Charlie glances to Beckett. “Smoke won’t make or break her.” But he doesn’t light another one.
“Dude, are they laughing?” Tom asks, aghast and pissed.
I peek again.
Wyatt and Wesley have angled their bodies and observe us like we’re observing them. Only difference is that they’re smirking. Ugly fucking self-satisfied grins, and Wesley snickers a little as he sips whiskey on ice.
My stomach simultaneously curdles and blazes on fire.
Eliot clenches his squared jaw. He flips open and closed a Zippo lighter. “How should we strike, brothers?”
“In the front,” Tom says. “What they didn’t do. You want to talk about cowards? Those three are leagues above Sulli in the chicken-shit department.”
I put a hand to my face. How did I get dragged into this? Oh yeah, I have no fucking filter.
“You’re not chicken-shit at all,” Beckett whispers.
“Thanks, Beckett.”
Eliot bows forward. “Lex talionis.”
“Who?” I ask, fucking confused.
“The law of retaliation,” Beckett defines.
“An eye for an eye,” Tom chimes in, just as Eliot tosses his little brother the Zippo lighter. He’s about to stand, but his bodyguard along with Oscar and Akara are sending warning glances.
Eliot’s ass stays on Luna’s armrest for now.
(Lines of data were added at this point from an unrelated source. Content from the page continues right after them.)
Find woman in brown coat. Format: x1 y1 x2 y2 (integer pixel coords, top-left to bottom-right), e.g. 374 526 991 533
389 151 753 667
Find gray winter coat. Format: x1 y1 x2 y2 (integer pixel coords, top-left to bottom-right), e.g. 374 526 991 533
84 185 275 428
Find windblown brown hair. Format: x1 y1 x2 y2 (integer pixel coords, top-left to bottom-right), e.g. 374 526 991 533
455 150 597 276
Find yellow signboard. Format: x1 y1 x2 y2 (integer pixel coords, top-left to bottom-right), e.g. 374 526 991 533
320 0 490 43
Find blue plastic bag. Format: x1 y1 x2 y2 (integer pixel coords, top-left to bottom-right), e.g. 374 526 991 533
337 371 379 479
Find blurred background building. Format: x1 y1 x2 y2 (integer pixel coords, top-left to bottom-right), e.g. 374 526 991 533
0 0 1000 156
And he continues to eye-murder Wesley. “A foot for a foot.”
“They can’t be serious,” I say more to Luna since these are her best friends.
“They’re not not serious,” Luna replies.
Beckett asks Eliot, “Why are we invoking the law of retaliation again?” Again? How many times has Eliot said lex talons or whatever-the-fuck? Beckett adds, “It’s pointless.”
“It’s justice.”
“It’s revenge,” Beckett refutes.
“It’s deserved,” Tom rebuts.
“It’s stupid,” Charlie says in finality. “Little brother.” He directs his pierced gaze onto Eliot, who turned twenty-one on June 1st. “Are you really prepared to create a Royal Leaks 2.0 and expose the Rochesters’ secrets? Because that is a foot for a foot in this instance.”